卵巢癌正在成為對女性的威脅，78% 被診斷出患有卵巢癌的女性在診斷後至少存活 1 年。 更糟的是，癌症復發和抗藥性的可能性很高。 Hyptolide 作為一種天然化合物，已被證明具有抗發炎、抗菌作用，最新研究發現它還具有抗癌作用。 Hyptolide 的有效特性為治療卵巢癌（包括化療抗藥性的病例）提供了潛在的解決方案。 然而，Hyptolide在化療抗藥性卵巢癌中的作用尚未得到證實，且Hyptolide誘導細胞死亡的機制仍不清楚。 在這項研究中，我們的目的是弄清楚 Hyptolide 對卵巢癌細胞系的影響，包括野生型、順鉑抗藥性和紫杉醇抗藥性細胞系。 我們也研究了 Hyptolide 治療的潛在機制。 結果表明，無論卵巢癌細胞係是否具有化療抗藥性，Hyptolide 都會抑制其細胞活力。 細胞凋亡的機制是由內質網壓力透過GRP78和ATF6的活化所介導的。 在對順鉑化療抗藥性的細胞系中，Hyptolide 可以透過活化 GSK3β 並促進 β-catenin 的細胞質定位（由 Src 抑制介導）來增加 E-cadherin。 此外，在順鉑化療抗藥性細胞系中，海普托利特和順鉑聯合治療顯示出協同作用，增強細胞凋亡。 此外，Hyptolide 增強了順鉑的細胞攝取，同時減少了其外流，如順鉑化療抗藥性細胞系中 ABCG2 和 P-gp 標記物的調節所示。 總之，我們的研究結果表明，hyptolide 透過誘導 ER 壓力介導的細胞死亡並克服順鉑化療抗藥性，具有作為替代化療藥物的潛力。 這種效應歸因於其活化 GSK3β 和增加 E-鈣黏蛋白作為間質上皮轉化 (MET) 的雙重作用。
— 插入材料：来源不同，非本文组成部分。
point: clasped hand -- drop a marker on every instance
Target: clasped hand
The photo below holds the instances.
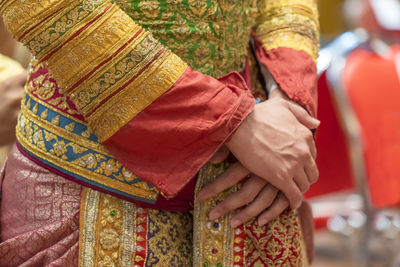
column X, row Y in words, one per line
column 275, row 149
column 11, row 92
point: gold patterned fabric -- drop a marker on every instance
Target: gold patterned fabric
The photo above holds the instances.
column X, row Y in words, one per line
column 211, row 36
column 51, row 130
column 91, row 47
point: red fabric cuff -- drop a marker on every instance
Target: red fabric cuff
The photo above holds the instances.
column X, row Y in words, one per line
column 294, row 71
column 169, row 141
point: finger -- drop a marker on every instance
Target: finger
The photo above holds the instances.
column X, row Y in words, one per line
column 278, row 206
column 303, row 117
column 245, row 195
column 311, row 170
column 230, row 177
column 293, row 194
column 220, row 155
column 262, row 202
column 313, row 149
column 302, row 181
column 309, row 138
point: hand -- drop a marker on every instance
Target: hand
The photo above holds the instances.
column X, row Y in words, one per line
column 11, row 92
column 275, row 143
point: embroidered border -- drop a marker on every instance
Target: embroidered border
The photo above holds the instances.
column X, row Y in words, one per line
column 290, row 23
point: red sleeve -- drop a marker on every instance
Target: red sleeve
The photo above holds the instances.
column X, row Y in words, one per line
column 170, row 140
Ovarian cancer is emerging as a threat to women, and 78% of women diagnosed with ovarian cancer live for at least 1 year after diagnosis. Even worse, there is a high chance of cancer relapse and drug resistance. Hyptolide, as a natural compound, has been revealed to act as an anti-inflammatory and antibacterial agent, and the latest research discovers that it acts as an anticancer agent. The potent properties of hyptolide offer a potential solution to treat ovarian cancer, including cases with chemo-resistance. However, the effect of hyptolide in chemo-resistant ovarian cancer has not been demonstrated, and the mechanism underlying hyptolide to induce cell death is still unclear. In this research, we aim to figure out the effect of hyptolide on ovarian cancer cell lines, including wild-type, cisplatin-resistant, and paclitaxel-resistant lines. We also investigate the underlying mechanism of hyptolide treatment. The results showed that hyptolide inhibited cell viability in ovarian cancer cell lines regardless of their chemo-resistance. The mechanism of apoptosis was mediated by ER stress with the activation of GRP78 and ATF6. In the cisplatin chemo-resistant cell lines, hyptolide could increase E-cadherin by activating GSK3β and facilitating cytoplasm localization of β-catenin, which is mediated by Src inhibition. Furthermore, the combined therapy involving hyptolide and cisplatin in cisplatin chemo-resistant cell lines demonstrated a synergistic effect, enhancing cell apoptosis. Additionally, hyptolide augmented the cellular uptake of cisplatin while reducing its efflux, as indicated by the modulation of ABCG2 and P-gp markers in the cisplatin chemo-resistant cell line. In conclusion, our findings suggest that hyptolide has the potential as an alternative chemotherapeutic agent by inducing cell death mediated through ER stress and overcoming cisplatin chemoresistance. This effect is attributed to its dual action of activating GSK3β and increasing E-cadherin as a mesenchymal-epithelial transition (MET).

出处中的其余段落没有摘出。